Paul and I found this fascinating as the only thing we’d seen tractors used for was farming. Off we went, this boat did not go quite as fast as the whale watch boat and they did keep telling us that the pod of dolphins that they saw in the morning were pretty far out so we’d be travelling for a while. We found out what “slight” sea conditions were and they were beautiful. The ocean was so calm and looking over to the horizon, it looked like slightly wavy glass. The sky and mountains reflecting in the water was awesome. The clouds hung over the mountains, but not covering the peaks, just keeping the light flat. We kept going and going. Ahead in the water we could see where the wind was disturbing the surface, and before long we reached it but there still weren’t swells anything like we’d seen on the whale watch. As we were cruising along, the captain spotted a whale and was able to slow down for us to take a peek. It was perfect timing for all of us on the boat as the whale dove just as we floated past and we were treated to another beautiful “fluke”. We rode for another spell, the captain stopped and looked around with binoculars. This routine we went through twice, then our guide said they were going to send up a plane to help spot. They did, everyone kept looking. Once we reached the outer limits of their “zone” we turned to head back, I could hear the disappointment in the guide’s voice, informing us that unfortunately no one had been able to spot the large pod of dolphins they’d seen earlier that day. Then a few minutes later, her excitement was just as palpable as the disappointment had been, when she announced that the plane spotted a large pod. We took off in pursuit. Moments later we were surrounded by Dusky dolphins swimming alongside the boat, under the bow and back again. They were leaping, flipping, slapping, twisting and turning all around. It was like driving the boat into the center of a happy bubble bursting on the surface of the water. These sleek creatures have an energy and playfulness that are contagious and the sight was quite unbelievable. Here are links to a couple videos. (dolphins playing, dolphins swimming with boat)

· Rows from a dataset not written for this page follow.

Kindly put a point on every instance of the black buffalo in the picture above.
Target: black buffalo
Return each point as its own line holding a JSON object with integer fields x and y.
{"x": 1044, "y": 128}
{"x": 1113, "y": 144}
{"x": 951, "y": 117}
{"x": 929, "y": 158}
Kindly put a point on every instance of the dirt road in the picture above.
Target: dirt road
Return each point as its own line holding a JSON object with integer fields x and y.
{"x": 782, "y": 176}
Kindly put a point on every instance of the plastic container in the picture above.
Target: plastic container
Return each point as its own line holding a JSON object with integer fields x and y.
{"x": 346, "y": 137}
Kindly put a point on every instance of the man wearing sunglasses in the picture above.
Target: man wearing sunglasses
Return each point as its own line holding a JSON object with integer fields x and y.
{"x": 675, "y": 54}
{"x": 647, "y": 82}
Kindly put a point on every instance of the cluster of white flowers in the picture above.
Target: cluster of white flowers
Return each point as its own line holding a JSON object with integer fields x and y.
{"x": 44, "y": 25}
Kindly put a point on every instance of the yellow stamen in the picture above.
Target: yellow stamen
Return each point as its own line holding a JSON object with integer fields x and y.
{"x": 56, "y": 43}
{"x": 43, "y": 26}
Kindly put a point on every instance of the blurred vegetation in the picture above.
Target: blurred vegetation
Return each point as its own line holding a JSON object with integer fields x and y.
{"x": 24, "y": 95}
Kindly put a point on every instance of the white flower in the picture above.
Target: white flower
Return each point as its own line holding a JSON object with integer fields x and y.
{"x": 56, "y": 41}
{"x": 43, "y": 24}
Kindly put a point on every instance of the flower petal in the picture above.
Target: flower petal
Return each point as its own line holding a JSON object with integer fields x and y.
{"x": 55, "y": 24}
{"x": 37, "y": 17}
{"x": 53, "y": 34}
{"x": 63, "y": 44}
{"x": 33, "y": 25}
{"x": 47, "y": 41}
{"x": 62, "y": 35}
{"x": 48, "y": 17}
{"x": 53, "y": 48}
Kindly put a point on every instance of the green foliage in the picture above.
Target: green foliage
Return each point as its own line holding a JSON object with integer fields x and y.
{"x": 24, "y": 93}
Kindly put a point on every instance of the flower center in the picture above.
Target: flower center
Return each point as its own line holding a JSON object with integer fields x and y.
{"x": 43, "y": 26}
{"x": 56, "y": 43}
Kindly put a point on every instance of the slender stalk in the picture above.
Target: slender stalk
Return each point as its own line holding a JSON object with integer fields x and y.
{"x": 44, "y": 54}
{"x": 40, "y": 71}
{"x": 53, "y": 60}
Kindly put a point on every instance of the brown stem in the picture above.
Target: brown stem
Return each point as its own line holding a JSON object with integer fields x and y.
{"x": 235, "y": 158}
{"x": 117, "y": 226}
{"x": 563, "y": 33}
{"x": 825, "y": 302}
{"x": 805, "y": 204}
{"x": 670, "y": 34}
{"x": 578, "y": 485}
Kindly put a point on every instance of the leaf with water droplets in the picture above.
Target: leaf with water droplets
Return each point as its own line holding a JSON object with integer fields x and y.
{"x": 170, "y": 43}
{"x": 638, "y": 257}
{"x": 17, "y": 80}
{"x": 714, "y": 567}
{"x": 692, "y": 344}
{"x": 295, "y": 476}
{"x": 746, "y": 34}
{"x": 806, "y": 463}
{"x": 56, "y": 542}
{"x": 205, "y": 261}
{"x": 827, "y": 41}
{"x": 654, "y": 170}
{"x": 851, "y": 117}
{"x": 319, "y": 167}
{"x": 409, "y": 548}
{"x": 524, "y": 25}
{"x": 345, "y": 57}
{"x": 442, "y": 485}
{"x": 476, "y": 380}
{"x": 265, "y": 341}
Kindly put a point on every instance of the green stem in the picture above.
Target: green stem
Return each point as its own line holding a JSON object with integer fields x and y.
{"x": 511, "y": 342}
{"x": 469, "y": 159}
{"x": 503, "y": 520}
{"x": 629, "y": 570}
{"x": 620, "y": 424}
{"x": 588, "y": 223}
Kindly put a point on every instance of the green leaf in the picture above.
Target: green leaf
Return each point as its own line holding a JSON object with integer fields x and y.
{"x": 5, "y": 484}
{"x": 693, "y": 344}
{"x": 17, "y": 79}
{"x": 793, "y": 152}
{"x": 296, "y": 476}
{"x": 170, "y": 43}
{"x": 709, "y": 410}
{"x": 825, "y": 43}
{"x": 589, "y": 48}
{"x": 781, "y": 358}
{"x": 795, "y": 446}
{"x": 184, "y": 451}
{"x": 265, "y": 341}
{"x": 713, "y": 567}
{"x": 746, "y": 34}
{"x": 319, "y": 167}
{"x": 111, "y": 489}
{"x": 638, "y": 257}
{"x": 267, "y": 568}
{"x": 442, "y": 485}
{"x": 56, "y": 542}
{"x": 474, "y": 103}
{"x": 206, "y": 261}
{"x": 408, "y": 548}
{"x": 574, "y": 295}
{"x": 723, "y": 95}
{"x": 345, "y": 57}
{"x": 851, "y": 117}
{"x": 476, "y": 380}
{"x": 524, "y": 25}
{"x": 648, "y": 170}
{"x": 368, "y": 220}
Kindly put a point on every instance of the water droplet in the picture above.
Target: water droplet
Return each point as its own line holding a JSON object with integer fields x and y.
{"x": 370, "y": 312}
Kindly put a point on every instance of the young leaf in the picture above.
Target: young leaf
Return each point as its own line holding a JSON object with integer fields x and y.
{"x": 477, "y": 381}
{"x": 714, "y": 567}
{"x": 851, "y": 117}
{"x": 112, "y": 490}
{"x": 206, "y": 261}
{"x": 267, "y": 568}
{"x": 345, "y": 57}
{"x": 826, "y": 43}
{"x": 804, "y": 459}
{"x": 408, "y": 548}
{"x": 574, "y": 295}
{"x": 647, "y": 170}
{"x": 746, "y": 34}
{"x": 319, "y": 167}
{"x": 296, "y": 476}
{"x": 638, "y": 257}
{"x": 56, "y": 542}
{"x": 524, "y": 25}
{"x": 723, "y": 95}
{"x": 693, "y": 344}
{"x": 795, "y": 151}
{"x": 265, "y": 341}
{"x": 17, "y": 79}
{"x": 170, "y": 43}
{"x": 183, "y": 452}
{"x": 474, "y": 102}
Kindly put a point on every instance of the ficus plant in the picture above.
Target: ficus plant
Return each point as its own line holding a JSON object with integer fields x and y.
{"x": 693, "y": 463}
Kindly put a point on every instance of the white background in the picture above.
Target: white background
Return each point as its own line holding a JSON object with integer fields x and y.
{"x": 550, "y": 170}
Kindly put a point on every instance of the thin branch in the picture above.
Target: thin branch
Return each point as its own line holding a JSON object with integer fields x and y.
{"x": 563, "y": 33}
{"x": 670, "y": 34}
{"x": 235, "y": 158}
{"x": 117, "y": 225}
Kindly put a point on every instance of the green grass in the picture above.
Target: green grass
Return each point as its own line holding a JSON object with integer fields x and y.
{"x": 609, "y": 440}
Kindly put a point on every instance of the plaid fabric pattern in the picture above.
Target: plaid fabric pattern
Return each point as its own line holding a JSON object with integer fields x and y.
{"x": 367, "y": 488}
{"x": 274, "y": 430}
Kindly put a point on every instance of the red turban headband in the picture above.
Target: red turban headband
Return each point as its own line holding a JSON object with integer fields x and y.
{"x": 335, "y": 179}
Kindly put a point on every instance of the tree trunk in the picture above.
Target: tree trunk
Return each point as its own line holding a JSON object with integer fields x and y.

I was just snapping photo after photo trying to capture even one decent shot. The little guys were so quick, it was like trying to catch a raindrop in a thimble. I managed to get a few great pictures and lots of pictures of splashes.
On both the whale watch tour and the dolphin encounter, what I did not mention in describing them was the abundance of birds. There were many magnificent and elegant albatross species in addition to many others that I cannot name.
After all this, we had one more day to enjoy in Kaikoura and it was cool and windy and in between visiting The Pier for lunch and the Donegal house for dinner we spent more time with Zed than usual taking a drive to South Bay and then back to the point of the peninsula.
As we loaded Zed to leave Kaikoura, the sun was shining bright and it was warmer than any day we’ve had since we arrived, oh how we wanted to stay a bit longer here where the whitecaps lap at the margins of white peaks. An awe-inspiring extraordinarily beautiful location! We will return.